Трактирщик – видно, что через силу – кивнул:
– Ладно.
Поставив светильник – обычный, римский, похожий на заварочный чайник – на стол, уселся на скамью рядом, глянув на воительницу с явным страхом. Да-а, по всему видать, знавал он ее неплохо, потому так и смотрел – как на змею, ядовитейшую гадину, случайно вползшую в дом. Разве что от страха не трясся и зубами не стучал, но был уже вот-вот, на грани.
– А говорили, ты погибла с Эллаком.
– Я ушла от него два года назад. И ты об этом прекрасно знаешь, Казбай.
– Да. Знаю. Я…
– Тогда почему спрашиваешь? Молчи, я сама спрошу. Ашир, бывший палач, он к тебе часто заходит? Кабатчик дернул шеей:
– Заходил, моя госпожа. И довольно часто.

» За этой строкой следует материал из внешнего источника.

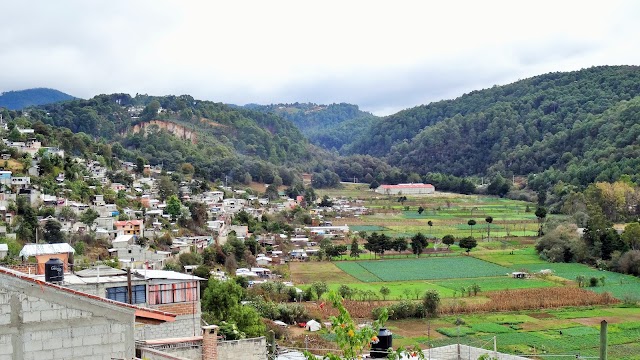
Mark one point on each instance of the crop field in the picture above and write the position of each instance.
(421, 269)
(526, 334)
(512, 258)
(621, 286)
(449, 214)
(494, 283)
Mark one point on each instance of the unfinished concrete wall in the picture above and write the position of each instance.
(40, 322)
(250, 349)
(154, 354)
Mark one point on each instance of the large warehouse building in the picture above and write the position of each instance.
(406, 189)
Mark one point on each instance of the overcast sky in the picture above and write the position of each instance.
(384, 56)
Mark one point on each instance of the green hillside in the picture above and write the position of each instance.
(329, 126)
(15, 100)
(579, 126)
(238, 144)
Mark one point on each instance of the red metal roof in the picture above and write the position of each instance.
(140, 312)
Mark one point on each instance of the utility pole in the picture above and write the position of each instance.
(129, 285)
(603, 340)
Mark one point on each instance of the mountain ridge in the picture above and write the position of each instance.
(20, 99)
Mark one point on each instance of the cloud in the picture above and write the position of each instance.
(382, 56)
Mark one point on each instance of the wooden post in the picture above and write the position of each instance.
(603, 340)
(129, 286)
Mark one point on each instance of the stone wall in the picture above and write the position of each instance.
(42, 322)
(251, 349)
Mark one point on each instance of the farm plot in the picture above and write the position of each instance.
(494, 283)
(422, 269)
(623, 287)
(354, 269)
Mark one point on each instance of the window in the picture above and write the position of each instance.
(138, 292)
(173, 293)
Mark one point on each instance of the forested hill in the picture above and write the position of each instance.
(329, 126)
(15, 100)
(583, 123)
(239, 144)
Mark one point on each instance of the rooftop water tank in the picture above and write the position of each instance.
(54, 270)
(380, 348)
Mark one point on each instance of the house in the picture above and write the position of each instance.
(312, 325)
(4, 251)
(130, 227)
(117, 187)
(263, 260)
(175, 293)
(44, 252)
(41, 320)
(406, 189)
(5, 177)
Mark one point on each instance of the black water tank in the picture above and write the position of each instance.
(54, 270)
(380, 348)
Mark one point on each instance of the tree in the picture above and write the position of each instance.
(88, 217)
(431, 302)
(199, 213)
(319, 287)
(166, 187)
(471, 224)
(345, 291)
(399, 244)
(53, 232)
(67, 214)
(220, 297)
(222, 302)
(541, 213)
(139, 164)
(384, 291)
(418, 243)
(355, 248)
(468, 243)
(489, 220)
(352, 340)
(448, 240)
(173, 206)
(631, 236)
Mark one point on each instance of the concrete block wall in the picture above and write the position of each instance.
(183, 326)
(251, 349)
(40, 322)
(26, 268)
(183, 308)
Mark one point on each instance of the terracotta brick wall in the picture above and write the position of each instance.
(209, 343)
(185, 308)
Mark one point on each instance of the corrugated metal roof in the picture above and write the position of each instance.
(45, 249)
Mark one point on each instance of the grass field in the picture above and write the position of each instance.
(421, 269)
(449, 214)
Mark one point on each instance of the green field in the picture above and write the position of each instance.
(558, 332)
(421, 269)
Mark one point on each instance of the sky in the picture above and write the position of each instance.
(384, 56)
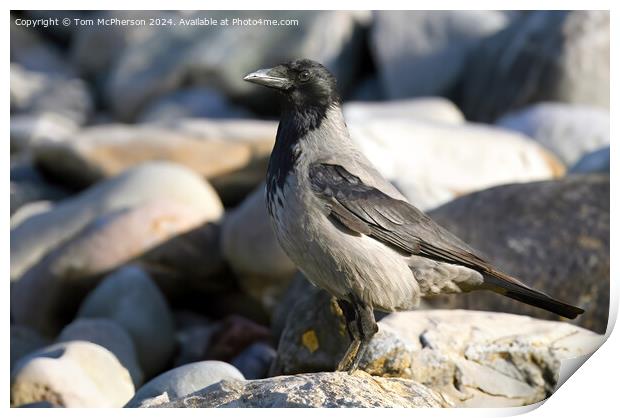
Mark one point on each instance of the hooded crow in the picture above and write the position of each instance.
(348, 229)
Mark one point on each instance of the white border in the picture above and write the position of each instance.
(592, 389)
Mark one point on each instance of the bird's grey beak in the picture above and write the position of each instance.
(269, 77)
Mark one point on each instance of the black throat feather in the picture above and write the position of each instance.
(296, 122)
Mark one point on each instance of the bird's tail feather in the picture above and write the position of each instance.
(512, 288)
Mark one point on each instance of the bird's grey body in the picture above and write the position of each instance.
(334, 259)
(348, 229)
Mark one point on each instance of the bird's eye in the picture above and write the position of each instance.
(304, 76)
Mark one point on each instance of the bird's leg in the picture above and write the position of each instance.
(361, 327)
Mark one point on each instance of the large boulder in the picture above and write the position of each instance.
(569, 131)
(196, 102)
(232, 155)
(35, 53)
(71, 374)
(320, 390)
(26, 130)
(472, 357)
(553, 235)
(24, 341)
(39, 234)
(558, 56)
(251, 248)
(185, 55)
(423, 53)
(182, 381)
(107, 334)
(131, 299)
(433, 109)
(58, 283)
(432, 163)
(595, 162)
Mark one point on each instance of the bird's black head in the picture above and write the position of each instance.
(304, 83)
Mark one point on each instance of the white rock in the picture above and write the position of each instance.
(73, 374)
(37, 235)
(252, 250)
(570, 131)
(435, 109)
(184, 380)
(432, 163)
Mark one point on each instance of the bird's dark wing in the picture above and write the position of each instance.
(363, 209)
(366, 210)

– Ты сказал – заходил? Где же он сейчас?
– Думаю, что в лучшем мире… хотя, может, и в худшем. Воительница сверкнула глазами:
– Он что же, умер?
– Умер, моя госпожа, – встав, поклонился трактирщик. – Еще полгода назад. Саргана гневно хватила рукой по столу:
– Вот так дела! Вот незадача-то! Его что же, кто-то убил?
– Нет, госпожа, – Казбай покачал головою. – Просто из Галлии вернулся отряд… и воины начали умирать, и многие умерли вместе с ними.
– Понятно, – отрывисто кивнула гуннка. – Как же тебе удалось уцелеть?
– Только молитвой.
– Хорошо, – подумав, воительница с досадою сдвинула брови. – Теперь мы уйдем. Но, прежде мой друг тебя тоже кое о ком спросит.
– Спрошу, – Радомир пристально взглянул на владельца корчмы. – Сегодня к тебе заходили отроки, двое парней, близнецы…
– Никто ко мне не захо…
– Вот только не надо лгать, иллириец, – мягко, словно гюрза, Саргана выскользнула из-за стола, обвила толстую шею кабатчика рукою с зажатым в ней кинжалом, прошептала, загадочно улыбаясь. – Советую говорить правду. Думай о себе и о своем деле. Что тебе до забот какого-то там Хаскинда?
Морщинистый лоб толстяка густо покрылся потом:
– Ты и про него знаешь?
– Ну?! Так что скажешь про близнецов?
– Были… Они здесь были, – просипел трактирщик. – Убери кинжал, госпожа, я ведь говорю тебе все.
Воительница покладисто убрала клинок… правда, недалеко – переставила от шеи толстяка к его груди – к сердцу.